Le monde de Jean Cocteau se présente ainsi comme un cabinet de curiosités. Le musée des mythes du poète qui se chamaille avec leur propension à être des vanités marquées de duplicité, les preuves de la mort au travail et les fétiches consacrant l’immortalité de l’ange de passage sur terre, annonciateur et intercesseur. Si les cabinets de curiosités ont connu leur grand moment historique à l’époque classique, Le Sang d’un poète s’ouvre avec un peintre en perruque du 18ème siècle et c’est bien logique. Son combat avec le dessin est celui de l’ange avec Jacob et la lutte a pour fantastique résultante une main effaçant une bouche avant de la retrouver dans sa paume. La séance d’auto-érotisme qui s’ensuit rappelle alors à Narcisse qu’il ne représente rien d’autre que lui-même, mais comme énigme et blason à déchiffrer, l’alchimiste des rapports mystérieux de l’art et de la libido. Les signes forment une série dont l’or dynamise le plomb de leur poids en symbolique, blessure, étoile et bouche, tous les orifices qui appellent à leur tourner autour en les ceignant d’artifices. Cosmos et cosmétique, paupières closes et maquillées, les yeux grands ouverts même quand ils sont fermés.

Quatre chambres d’hôtel abritent ensuite quatre visions, un quadriptyque seulement accessible pour le poète invité à traverser le bain d’argent d’un miroir (John Carpenter s’en souviendra au moment de Prince des Ténèbres en 1987), et dont les secrets sont seulement discernables par le petit trou de la serrure. Jean Cocteau s’amuse avec l’alambic de ses obsessions qu’embouche la hantise de la mort : un Mexicain fusillé à la manière des tableaux de Goya et Manet mais qui revient à la vie ; l’ombre chinoise d’une pipe d’opium ; une enfant angélique qui s’envole en s’émancipant du fouet de sa maîtresse ; une causeuse hermaphrodite. Le poète est un trompe-la-mort autant qu’un être intermédiaire, entre vie et trépas, entre les âges comme entre les sexes. La poésie est une drogue qui fait tourner la tête, exactement comme celle du mobile construit par Jean Cocteau à son effigie à l’aide de cure-pipes : intérieur et extérieur y sont indiscernables, autant que la gauche et la droite.

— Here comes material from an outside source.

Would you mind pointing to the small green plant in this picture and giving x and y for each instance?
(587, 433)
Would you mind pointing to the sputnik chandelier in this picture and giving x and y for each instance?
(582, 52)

Une phrase-emblème : « Les miroirs feraient bien de réfléchir davantage avant de renvoyer leurs images ». Le narcissisme du Narcisse ne tient alors qu’à en organiser la traversée pour tout renverser et pas moins inverser, le décor de l’hôtel mis à plat (comme dans le premier Freddy de Wes Craven en 1984 et La Mouche de David Cronenberg en 1986) et l’image passée à l’envers (David Lynch, bien sûr), le mort qui redevient vivant et l’androgyne effaçant la différence des sexes comme le sourire du tableau. Ce narcissisme-là, qui en a bel et bien fini avec le principe de non-contradiction en remontant d’Aristote aux Mystères d’Éleusis, est la négation désinvolte des autofictions à venir.

Une autre phrase-emblème : « À force de casser les statues, on finit par en devenir une soi-même ». L’esprit d’enfance et de malice affronte un autre démon, celui de la gloire dans la statufication. Si l’iconoclastie prépare aux récupérations, ce prophétisme aura été maintes fois vérifié et Jean Cocteau en joue en désirant toutefois rester le gamin trublion de son institutionnalisation programmée.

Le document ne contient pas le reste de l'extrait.